Removing tasks or jobs or things from our lives by outsourcing opens up a world of YES before our very eyes. Yes to things that fill us up rather than drain us. As women who want to do it all, there is so much power in recognizing that by doing the things we do best + minimizing the things that bring us down or cause us stress/trouble/etc., we will be far better off — lighter, happier, balanced, more successful.
What can you outsource?
I’ve compiled a short list of things that you could consider outsourcing. Really, you need to decide what the things are the drain you and of course, make sure it’s the right time for the right job with the right person.
- Cleaning
- Mowing the lawn
- Walking your dog
- Childcare
Maybe this is simply adding a childcare option to your gym membership so you can fit your workouts in! - Driving
As in carpools! Or, another example is that Mark sometimes takes the bus to work because it gives him more productive time in his day rather than spending a commute stuck in traffic. - Laundry
Ask your spouse or have your kids help. Maven is a really good laundry helper even at the young age of 3. - Activities for kids
Sign them up for activities rather than feel pressure to become a Pinterest mom. Or schedule play dates! - Meals
In addition to the idea of a meal swap, why not try a meal/grocery delivery service? We love HelloFresh! Use code 6G6R6K to receive $40 off your first delivery.

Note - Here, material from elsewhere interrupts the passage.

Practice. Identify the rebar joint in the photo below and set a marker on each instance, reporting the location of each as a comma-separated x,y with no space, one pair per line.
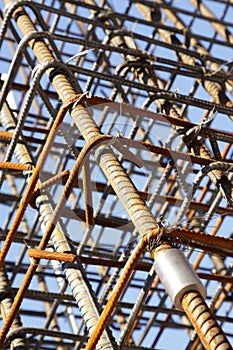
176,274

Be reminded that outsourcing doesn’t have to mean paying someone. Can you ask your spouse? Are your children old enough to help? Do Grandma and Grandpa have the ability and desire to help with their grandchildren? Can you exchange childcare with a friend? Do a meal swap? Get creative with your outsourcing and always consult your family budget. Weigh the pros and cons of spending money to outsource and don’t be afraid to try one solution and change your mind. As for us, there was a time we outsourced cleaning and right now we aren’t. Although that doesn’t mean we won’t again in the future. {Ahem, Mark.?}
What is your perspective on outsourcing?
If you want to be able to say YES to something, will you consider saying no first + outsourcing something in your life? I promise, you will be better for it.